One of the biggest potential risks for those who are suffering from obesity is liver disease. Now, a group of researchers have stumbled upon a happy discovery—by accident! They have discovered that Vitamin E, one of the essential nutrients that our body requires, can alleviate the symptoms of liver disease brought on by obesity.
Call is serendipity, but the research, led by investigators at the Case Western Reserve University School of Medicine in collaboration with the Cleveland Clinic Foundation and Cornell University, has huge implications for millions of people around the world.
Along with his colleagues, Danny Manor, who is an associate professor of nutrition and pharmacology at the Case Western, was studying the effect of vitamin E deficiency on the central nervous system when they chanced upon this useful discovery.
The precise effects of vitamin E on health have previously been difficult to ascertain, though its anti-oxidative properties were suggested to offer some protection from a variety of well-known maladies, including heart disease, cancer and neurological diseases such as Alzheimer’s and Lou Gehrig’s disease (amyotrophic lateral sclerosis, or ALS).
“These findings may have a significant impact on public health,” says Manor, “as the vast majority of adults in the United States do not consume the amount of vitamin E recommended by the National Institute of Medicine.” For adults, the recommended dietary allowance of vitamin E is 15 milligrams a day.
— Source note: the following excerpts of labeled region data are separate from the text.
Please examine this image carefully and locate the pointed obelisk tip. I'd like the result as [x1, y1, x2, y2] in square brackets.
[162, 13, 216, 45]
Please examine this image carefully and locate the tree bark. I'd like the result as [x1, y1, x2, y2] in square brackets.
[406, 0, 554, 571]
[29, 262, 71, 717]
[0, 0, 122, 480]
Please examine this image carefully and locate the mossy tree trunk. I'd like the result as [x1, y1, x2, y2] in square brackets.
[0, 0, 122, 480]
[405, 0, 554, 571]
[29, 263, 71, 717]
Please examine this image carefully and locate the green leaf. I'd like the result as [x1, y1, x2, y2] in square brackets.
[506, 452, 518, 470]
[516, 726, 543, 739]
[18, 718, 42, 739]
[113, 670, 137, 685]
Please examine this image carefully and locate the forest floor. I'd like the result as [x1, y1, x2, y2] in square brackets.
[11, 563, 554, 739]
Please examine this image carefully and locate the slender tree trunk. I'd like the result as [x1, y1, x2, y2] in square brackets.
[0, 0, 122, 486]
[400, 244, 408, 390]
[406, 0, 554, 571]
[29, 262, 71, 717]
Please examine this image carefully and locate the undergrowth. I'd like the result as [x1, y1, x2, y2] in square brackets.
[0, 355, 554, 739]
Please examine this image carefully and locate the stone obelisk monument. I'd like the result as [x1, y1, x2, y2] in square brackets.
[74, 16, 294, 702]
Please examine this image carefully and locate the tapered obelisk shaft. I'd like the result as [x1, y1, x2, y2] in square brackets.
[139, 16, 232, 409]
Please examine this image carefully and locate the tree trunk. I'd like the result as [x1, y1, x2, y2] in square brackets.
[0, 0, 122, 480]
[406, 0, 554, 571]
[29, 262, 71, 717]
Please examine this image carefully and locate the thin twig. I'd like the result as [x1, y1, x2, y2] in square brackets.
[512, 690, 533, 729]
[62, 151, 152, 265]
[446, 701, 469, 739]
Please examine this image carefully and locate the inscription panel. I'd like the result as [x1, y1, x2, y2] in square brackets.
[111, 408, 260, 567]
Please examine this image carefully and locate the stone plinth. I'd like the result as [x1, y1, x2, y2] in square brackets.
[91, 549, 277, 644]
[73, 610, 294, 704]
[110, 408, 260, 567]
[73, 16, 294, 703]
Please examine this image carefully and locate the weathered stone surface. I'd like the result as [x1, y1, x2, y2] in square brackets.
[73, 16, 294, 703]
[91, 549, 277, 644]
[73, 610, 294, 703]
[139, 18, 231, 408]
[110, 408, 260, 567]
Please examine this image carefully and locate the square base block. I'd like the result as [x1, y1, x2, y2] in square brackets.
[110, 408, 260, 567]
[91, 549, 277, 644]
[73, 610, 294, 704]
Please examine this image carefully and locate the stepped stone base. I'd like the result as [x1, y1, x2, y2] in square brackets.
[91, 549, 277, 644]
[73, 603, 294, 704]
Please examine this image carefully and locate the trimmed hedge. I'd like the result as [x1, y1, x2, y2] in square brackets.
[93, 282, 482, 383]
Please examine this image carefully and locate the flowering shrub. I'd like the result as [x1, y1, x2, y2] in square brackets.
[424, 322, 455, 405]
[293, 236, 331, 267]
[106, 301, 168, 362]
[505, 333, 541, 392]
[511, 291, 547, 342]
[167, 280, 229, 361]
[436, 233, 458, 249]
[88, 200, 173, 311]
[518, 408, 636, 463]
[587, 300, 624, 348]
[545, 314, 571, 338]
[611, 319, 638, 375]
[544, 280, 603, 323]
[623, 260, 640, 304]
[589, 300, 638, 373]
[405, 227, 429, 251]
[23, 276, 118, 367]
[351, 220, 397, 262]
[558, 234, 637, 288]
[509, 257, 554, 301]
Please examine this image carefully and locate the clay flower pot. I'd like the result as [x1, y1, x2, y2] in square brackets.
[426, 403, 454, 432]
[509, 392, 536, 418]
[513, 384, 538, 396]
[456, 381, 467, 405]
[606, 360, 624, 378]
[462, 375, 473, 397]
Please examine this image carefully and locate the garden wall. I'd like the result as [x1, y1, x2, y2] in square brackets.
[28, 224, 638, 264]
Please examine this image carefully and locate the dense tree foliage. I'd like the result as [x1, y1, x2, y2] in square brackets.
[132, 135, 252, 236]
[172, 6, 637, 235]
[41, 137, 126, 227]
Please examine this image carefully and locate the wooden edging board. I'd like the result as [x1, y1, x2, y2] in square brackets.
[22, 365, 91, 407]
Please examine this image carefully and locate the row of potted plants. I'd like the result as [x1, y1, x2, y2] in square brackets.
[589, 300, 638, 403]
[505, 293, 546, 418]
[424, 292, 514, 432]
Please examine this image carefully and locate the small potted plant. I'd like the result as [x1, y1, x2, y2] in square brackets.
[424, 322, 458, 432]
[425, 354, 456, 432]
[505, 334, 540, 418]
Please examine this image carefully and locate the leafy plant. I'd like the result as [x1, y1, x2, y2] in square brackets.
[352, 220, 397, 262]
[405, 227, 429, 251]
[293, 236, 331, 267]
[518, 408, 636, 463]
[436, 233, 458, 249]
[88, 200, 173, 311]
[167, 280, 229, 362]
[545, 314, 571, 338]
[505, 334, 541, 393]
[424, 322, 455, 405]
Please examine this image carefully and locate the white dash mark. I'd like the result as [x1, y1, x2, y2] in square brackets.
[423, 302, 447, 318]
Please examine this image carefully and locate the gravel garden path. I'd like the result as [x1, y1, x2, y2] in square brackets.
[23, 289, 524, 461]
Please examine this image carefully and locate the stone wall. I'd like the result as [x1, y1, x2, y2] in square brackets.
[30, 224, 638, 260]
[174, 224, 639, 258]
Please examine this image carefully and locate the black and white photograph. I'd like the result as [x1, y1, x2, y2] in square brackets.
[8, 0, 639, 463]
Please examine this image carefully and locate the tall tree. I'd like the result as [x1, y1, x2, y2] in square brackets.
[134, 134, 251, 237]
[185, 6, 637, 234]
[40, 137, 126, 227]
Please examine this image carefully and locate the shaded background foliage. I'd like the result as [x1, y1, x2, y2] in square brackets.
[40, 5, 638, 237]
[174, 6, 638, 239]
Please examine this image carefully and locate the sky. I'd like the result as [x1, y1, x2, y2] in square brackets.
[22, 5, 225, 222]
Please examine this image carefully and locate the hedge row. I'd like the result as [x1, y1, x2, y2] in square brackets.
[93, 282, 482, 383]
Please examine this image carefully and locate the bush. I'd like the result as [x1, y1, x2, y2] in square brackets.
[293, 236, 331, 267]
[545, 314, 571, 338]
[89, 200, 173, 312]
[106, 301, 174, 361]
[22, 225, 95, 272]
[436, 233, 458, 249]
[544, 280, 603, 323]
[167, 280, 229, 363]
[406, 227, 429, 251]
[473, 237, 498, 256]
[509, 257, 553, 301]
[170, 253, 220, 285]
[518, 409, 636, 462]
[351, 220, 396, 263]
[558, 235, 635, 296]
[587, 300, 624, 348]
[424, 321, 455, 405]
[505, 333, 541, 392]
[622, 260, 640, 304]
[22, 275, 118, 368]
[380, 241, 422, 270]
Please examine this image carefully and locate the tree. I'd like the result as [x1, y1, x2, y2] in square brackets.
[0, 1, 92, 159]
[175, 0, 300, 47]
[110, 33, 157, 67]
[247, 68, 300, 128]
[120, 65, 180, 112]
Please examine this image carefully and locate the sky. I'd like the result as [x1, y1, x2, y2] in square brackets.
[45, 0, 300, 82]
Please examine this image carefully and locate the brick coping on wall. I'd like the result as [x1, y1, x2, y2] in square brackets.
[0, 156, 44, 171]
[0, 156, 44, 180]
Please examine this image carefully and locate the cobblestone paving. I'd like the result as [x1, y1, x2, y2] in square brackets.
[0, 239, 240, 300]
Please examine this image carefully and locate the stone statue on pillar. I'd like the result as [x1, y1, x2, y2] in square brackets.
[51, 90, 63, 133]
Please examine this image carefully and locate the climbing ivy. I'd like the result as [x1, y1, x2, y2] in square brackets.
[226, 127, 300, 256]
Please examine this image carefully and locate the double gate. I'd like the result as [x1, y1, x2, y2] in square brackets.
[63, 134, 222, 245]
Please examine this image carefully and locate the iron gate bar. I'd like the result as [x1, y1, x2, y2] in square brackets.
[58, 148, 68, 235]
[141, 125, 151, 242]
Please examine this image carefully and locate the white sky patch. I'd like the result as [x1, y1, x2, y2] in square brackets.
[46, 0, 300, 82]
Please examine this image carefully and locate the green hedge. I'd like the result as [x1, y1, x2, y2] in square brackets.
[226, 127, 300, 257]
Vegetable oils, nuts and seeds, leafy greens and fortified cereals commonly contain vitamin E.
“Simple and affordable dietary intervention may benefit people at risk for this debilitating disease,” Manor says.
For Manor, the significance of his group’s findings is not only the possibility that they will aid those who are currently sick but that they may also “affect many people who are presently healthy, but are at risk for becoming obese or diabetic in the future.”